Washington Law Review Online


Marisa Forthun

First Page



State agencies initiate dependency proceedings when a child is alleged, often due to parental neglect or abuse, to be a dependent of the state. The state must intervene “[w]hen parents do not comply with [Child Protective Services] requirements, or when the state believes the child is at too great a risk to remain at home even if parents were to comply with services.” Dependency proceedings usually take place in juvenile courts and involve the local state agency, the parents, and the child. After the government files a petition alleging circumstances of neglect or abuse, “[t]he court issues temporary orders regarding custody, parental and sibling visits, and services intended to rehabilitate the parents and address the children’s medical, educational, and emotional needs.” Then, the court conducts a hearing to assess the state’s factual allegations. “Depending on the parent’s compliance with the service plan written by the agency and ordered by the court,” the child may return home.

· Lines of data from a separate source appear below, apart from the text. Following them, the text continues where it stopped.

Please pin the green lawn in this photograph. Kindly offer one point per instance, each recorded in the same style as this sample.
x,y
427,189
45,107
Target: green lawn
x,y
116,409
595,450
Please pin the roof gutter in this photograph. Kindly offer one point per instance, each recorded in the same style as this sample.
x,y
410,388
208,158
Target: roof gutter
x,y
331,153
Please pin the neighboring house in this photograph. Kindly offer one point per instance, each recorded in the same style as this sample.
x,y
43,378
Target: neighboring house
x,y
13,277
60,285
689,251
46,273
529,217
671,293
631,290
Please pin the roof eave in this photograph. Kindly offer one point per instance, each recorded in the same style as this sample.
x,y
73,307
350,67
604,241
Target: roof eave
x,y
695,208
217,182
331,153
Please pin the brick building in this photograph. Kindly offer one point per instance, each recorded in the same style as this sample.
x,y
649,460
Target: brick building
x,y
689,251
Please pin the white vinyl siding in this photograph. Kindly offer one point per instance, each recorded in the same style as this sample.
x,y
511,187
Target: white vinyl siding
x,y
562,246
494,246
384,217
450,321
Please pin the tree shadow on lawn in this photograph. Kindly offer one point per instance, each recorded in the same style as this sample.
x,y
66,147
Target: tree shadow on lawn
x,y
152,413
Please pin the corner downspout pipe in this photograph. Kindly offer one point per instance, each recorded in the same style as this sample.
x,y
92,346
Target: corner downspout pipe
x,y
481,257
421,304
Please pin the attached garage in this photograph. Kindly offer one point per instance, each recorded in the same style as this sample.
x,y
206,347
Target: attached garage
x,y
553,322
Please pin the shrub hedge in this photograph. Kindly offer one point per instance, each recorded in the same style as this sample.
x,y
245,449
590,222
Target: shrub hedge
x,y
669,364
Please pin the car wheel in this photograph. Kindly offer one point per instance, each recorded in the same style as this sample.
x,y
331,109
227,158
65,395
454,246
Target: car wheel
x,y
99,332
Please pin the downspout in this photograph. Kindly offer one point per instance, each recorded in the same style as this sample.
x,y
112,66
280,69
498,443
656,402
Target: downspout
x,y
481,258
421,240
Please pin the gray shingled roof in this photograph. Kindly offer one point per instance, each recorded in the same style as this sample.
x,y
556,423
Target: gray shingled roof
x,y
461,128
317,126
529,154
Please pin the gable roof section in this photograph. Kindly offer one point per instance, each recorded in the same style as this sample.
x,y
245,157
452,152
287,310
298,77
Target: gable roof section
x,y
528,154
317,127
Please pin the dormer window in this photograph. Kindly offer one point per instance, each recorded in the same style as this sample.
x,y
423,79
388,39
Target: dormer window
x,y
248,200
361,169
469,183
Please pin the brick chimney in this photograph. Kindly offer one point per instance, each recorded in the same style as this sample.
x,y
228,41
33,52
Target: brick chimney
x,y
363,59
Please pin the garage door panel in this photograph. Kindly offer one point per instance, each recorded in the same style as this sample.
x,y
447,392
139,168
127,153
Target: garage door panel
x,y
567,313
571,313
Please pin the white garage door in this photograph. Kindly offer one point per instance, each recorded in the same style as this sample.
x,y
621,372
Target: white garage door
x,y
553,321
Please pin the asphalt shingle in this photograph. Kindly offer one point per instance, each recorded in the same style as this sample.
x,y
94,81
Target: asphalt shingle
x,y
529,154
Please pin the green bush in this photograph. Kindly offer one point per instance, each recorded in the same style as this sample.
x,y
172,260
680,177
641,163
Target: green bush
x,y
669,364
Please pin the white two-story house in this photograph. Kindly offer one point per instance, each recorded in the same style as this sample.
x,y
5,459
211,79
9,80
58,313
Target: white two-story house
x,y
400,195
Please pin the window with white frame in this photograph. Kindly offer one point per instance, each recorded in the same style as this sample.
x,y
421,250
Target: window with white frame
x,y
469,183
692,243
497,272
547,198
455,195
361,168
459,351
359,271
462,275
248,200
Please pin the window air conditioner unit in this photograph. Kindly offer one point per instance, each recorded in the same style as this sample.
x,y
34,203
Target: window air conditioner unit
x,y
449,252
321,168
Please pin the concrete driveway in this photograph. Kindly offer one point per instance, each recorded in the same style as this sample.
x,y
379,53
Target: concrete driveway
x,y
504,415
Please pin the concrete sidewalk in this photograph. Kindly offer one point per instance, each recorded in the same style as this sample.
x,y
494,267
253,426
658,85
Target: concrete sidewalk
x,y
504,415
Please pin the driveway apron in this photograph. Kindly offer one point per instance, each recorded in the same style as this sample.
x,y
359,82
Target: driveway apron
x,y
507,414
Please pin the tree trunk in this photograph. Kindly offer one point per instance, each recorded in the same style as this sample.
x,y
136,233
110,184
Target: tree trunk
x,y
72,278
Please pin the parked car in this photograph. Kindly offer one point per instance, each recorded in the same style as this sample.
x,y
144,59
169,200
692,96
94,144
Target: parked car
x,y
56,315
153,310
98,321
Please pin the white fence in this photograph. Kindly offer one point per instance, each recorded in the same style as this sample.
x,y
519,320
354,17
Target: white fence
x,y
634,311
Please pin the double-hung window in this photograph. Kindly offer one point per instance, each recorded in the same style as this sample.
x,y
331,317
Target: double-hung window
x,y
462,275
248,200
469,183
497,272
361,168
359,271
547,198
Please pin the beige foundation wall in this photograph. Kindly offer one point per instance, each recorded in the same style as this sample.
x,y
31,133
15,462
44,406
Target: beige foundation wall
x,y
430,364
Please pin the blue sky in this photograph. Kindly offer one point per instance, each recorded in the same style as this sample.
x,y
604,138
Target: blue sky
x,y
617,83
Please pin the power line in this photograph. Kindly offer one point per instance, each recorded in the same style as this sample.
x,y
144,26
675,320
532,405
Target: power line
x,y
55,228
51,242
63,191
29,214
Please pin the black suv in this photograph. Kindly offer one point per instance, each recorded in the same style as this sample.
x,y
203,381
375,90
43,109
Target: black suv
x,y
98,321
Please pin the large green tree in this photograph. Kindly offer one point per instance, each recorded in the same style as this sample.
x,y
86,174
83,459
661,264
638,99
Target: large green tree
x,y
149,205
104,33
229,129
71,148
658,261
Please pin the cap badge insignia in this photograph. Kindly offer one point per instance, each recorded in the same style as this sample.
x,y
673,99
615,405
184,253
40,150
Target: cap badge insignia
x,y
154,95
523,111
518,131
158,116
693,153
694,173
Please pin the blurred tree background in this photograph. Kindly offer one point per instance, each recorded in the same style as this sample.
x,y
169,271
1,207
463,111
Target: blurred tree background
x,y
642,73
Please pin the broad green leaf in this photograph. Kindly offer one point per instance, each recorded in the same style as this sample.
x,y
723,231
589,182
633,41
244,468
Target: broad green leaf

However, in some cases the state will also initiate termination proceedings “to permanently terminate the parent’s parental rights . . . and enable the child to be adopted by a new family.”

In Washington State, the statutes, case law, court rules, and local practices that govern dependency proceedings do not protect all participants equally—the state and parents are guaranteed the right to an attorney, but not all children are statutorily guaranteed that right. This essay provides a general and brief overview of dependency proceedings and emphasizes the disparity in the right of representation afforded to parents and children appearing in these proceedings. In addition, this paper details a study that observed dependency proceedings across Washington State. The study investigated whether trial courts discretionarily appointed counsel to children on a case-by-case basis pursuant to guidance to do so by the Washington State Supreme Court. It found that, even though trial judges possessed such discretionary power, it was rarely used, and most children were not represented by attorneys. Further, researchers observed that the vast majority of children who were represented by attorneys were guaranteed that right under existing Washington State statutes or afforded it through local county practices.

In 2021, the Washington State legislature passed House Bill 1219, which expands and statutorily guarantees attorney representation to children in dependency proceedings who are eight years old or older. This new statute does not grant attorney representation to all children, like statutes in other states already provide for, but it paves a path in that direction.